Michigan coach John Belien knew coming into the season his team would have a chance to compete for that elusive league title, but also recognized the biggest wild card in those hopes would be the point guard position.
He was losing Darius Morris to the NBA, and gaining a freshman.
Now, that freshman has flourished into one of the country's finest point guards.
"We talked about (winning a league title) every day, but I knew point guard was going to be an important position," Beilein said, when asked if he though Michigan would be in contention with four games left.
"Now, that certainly has (gone from) a point of doubt -- 'Well, he’s a freshman, what is he going to do?' -- to really a strength right now."
For all Novak and fellow senior Stu Douglass have done in their careers, they've never been in a Big Ten title hunt this late in a season.

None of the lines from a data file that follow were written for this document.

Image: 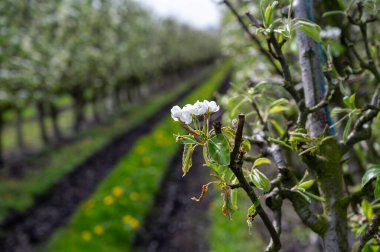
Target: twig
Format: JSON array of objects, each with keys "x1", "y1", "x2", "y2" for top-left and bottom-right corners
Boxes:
[
  {"x1": 356, "y1": 211, "x2": 380, "y2": 252},
  {"x1": 229, "y1": 114, "x2": 281, "y2": 252},
  {"x1": 223, "y1": 0, "x2": 282, "y2": 75}
]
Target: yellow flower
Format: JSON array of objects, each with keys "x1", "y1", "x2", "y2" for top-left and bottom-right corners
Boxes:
[
  {"x1": 94, "y1": 225, "x2": 105, "y2": 235},
  {"x1": 122, "y1": 215, "x2": 140, "y2": 229},
  {"x1": 136, "y1": 146, "x2": 145, "y2": 154},
  {"x1": 130, "y1": 192, "x2": 140, "y2": 201},
  {"x1": 155, "y1": 131, "x2": 165, "y2": 141},
  {"x1": 81, "y1": 231, "x2": 92, "y2": 241},
  {"x1": 103, "y1": 195, "x2": 114, "y2": 205},
  {"x1": 112, "y1": 187, "x2": 124, "y2": 198},
  {"x1": 142, "y1": 156, "x2": 152, "y2": 166}
]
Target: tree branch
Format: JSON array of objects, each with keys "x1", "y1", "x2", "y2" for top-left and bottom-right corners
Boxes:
[
  {"x1": 356, "y1": 211, "x2": 380, "y2": 252},
  {"x1": 222, "y1": 0, "x2": 282, "y2": 75},
  {"x1": 281, "y1": 189, "x2": 328, "y2": 235},
  {"x1": 229, "y1": 114, "x2": 281, "y2": 252}
]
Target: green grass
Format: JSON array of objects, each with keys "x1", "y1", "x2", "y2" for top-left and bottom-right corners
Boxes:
[
  {"x1": 209, "y1": 190, "x2": 265, "y2": 252},
  {"x1": 0, "y1": 71, "x2": 209, "y2": 222},
  {"x1": 40, "y1": 62, "x2": 231, "y2": 252}
]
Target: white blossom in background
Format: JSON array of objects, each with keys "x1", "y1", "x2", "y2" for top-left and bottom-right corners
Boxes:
[
  {"x1": 320, "y1": 26, "x2": 341, "y2": 39},
  {"x1": 170, "y1": 100, "x2": 220, "y2": 124}
]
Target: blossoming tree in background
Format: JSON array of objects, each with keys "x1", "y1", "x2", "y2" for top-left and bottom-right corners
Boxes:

A win against Ohio State changed that.
They also had lost six consecutive times to the Buckeyes, with their last win coming when they were freshmen. A lot has happened since.
There were upsets of Duke and UCLA that helped Michigan get into the NCAA Tournament four years ago. There were two tournament wins. All big moments for a rising program.
And, yet, Novak said this was the biggest win of his career, because not only did it end the losing streak against the Buckeyes, it breathed legitimacy into their Big Ten title chances.
The program's come a long way since he got here, strides that first were made because of him. But he needed a final piece to make the final step, and its arrived in the form of a freshman.
"It's all for the seniors," Burke said. "They prepare us for these types of moments. Every single day, they got on us when we’re not focused -- even at halftime today, Zack got into us.
"They’ve never been in this position, to finish first in the Big Ten, and it’s just a great feeling. ... But we still have a lot of work to do. We have a great Northwestern team coming up on the road, and this win doesn’t mean nothing if we can’t go in there and get that win."